Structure of HP0315 from H. pylori. (A) Cartoon representation of the dimer of HP0315 (α-helices, β-strands and loops are cyan, magenta and yellow, respectively). Dotted circle represents the putative catalytic region located at the deep cavity region. (B) Surface representation of HP0315 showing positive and negative electrostatic potential in blue and red, respectively. The dotted circle represents the putative RNA-binding region.
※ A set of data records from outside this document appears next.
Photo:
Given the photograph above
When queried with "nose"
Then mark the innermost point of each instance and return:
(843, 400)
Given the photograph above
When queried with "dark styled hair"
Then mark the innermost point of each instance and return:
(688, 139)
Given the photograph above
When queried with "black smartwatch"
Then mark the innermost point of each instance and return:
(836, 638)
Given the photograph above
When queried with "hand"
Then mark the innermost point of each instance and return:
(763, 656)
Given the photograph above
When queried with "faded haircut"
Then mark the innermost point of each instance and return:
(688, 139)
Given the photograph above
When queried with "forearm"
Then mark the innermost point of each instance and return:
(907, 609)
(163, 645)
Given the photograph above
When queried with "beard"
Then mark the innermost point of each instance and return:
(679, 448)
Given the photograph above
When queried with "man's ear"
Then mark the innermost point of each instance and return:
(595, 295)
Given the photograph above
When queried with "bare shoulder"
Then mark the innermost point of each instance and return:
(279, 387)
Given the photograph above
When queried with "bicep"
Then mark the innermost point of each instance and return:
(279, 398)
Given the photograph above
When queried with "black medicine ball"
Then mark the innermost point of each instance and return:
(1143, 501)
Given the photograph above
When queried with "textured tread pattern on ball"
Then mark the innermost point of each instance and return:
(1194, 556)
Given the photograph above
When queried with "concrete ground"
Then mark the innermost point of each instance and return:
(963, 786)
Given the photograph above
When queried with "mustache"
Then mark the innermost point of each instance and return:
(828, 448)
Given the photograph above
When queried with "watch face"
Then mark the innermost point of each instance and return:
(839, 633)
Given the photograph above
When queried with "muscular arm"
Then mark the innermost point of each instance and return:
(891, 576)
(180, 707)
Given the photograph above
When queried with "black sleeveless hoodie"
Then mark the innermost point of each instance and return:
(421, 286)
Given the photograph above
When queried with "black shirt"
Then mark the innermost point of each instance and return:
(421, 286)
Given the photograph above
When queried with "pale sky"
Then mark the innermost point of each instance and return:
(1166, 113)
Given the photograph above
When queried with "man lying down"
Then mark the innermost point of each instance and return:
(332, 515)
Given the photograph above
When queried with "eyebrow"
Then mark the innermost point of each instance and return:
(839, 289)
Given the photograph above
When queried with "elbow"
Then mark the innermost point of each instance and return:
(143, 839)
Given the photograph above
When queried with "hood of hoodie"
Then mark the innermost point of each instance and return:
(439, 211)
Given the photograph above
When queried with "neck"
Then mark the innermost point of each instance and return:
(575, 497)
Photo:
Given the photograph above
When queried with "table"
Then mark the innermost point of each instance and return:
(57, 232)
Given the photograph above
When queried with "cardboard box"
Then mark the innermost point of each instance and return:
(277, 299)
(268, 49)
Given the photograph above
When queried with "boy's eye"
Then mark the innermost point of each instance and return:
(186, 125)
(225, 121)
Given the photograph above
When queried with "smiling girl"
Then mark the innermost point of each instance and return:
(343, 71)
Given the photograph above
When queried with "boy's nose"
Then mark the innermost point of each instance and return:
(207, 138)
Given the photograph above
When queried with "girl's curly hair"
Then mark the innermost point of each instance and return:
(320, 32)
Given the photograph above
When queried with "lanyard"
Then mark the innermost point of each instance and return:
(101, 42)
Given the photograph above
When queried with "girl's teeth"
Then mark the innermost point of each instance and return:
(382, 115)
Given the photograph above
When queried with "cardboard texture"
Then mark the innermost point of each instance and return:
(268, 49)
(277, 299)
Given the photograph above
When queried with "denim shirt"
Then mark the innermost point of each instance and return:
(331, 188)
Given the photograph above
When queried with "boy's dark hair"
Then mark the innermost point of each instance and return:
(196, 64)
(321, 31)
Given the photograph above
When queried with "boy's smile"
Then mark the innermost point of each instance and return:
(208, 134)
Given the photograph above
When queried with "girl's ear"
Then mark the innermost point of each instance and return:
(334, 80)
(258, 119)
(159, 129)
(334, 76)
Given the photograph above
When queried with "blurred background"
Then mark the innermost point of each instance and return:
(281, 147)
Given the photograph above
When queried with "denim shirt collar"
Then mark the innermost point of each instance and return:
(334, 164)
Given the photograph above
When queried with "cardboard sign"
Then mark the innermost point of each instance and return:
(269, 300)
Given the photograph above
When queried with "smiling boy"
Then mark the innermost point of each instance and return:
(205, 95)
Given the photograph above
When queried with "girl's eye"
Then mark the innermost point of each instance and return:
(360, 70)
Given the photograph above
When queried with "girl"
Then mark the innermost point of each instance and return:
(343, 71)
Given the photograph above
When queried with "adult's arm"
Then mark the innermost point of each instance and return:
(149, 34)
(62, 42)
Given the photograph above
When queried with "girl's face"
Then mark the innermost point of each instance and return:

This region would be related to initial binding with RNA, and then a second catalytic reaction would occur around the deep cavity region. (C,D) Structural comparison between HP0315 (C); and the homologue, SSO1404 (PDB code:2ivy) (D). β-Strands are colored in “yellow” and α-helices in “red”. Both of the structures possess a ferredoxin-like fold. (E) Diagrams of the hp0315 (hp0894) and hp0316 (hp0895) encoding region from the chromosome of H. pylori.

Figure 7

(A) Ribbon diagram of the HP0062 dimer is shown. Side and top views of the HP0062, showing the leucine zipper (green); (B) Ribbon drawing of the representative conformer of HP0495. Distribution of the surface charges on two distinct faces of HP0495 is shown. Positively-charged residues are blue, negatively-charged residues are red; (C) Ribbon drawing of the representative conformer of HP0827. Blue colors represent conserved RNP motifs lying side by side; (D) Ribbon drawing of the representative conformer of HP1242; (E) Ribbon drawing of the representative conformer of HP1423. The αL motif consists of two α-helices and the loop between β2 and β3. Electrostatic potential surface diagrams of HP1423 shows a strong concentration of positive charge in the proposed RNA-binding αL motif facing outwards.

Figure 8

Structural comparison between apo-HpCopP and apo-CopZ. (A) The composition of cop ORFs of H. pylori and E. hirae; (B) The orientation of the two cysteines and one histidine in the CXXC motif of HpCopP is compared with that of EhCopZ. The hydrophobic protection by Tyr 64 in loop V stabilizes the Cu(I)-coordination in EhCopZ. This residue is highly conserved in bacterial proteins, but is replaced with Gln 63 in HpCopP. The side-chain of Gln 63 is not fully exposed to the solvent and points toward the metal binding site in apo-HpCopP. The structures of EhCopZ (PDB ID: 1CPZ) were obtained from the PDB; (C) The electrostatic potential surfaces of HpCopP and EhCopZ are compared to each other. The positively and negatively charged residues are represented in blue and red, respectively.

Figure 9

Comparison of the H. pylori ACP structure with the B. subtilis ACP and E. coli ACP structures. (A) CD spectra of HpACP recorded at various pHs. At neutral and alkaline pH, the conformational transition of HpACP occurred; (B) Tm curves of HpACP. At acidic pH 6, the temperature curves of the HpACP showed a distinct melting temperature around 50 °C. The unfolding process above neutral pH proceeded through multi-phasic changes, showing at least three stages exist; (C) Schematic representation showing the buried hydrophilic residues Glu 47, Asn 75 and Lys 76 in the energy minimized average structure of HpACP. Putative hydrogen-bonding interactions are indicated by dotted lines. The corresponding residues are compared to those of B. subtilis ACP and E. coli ACP.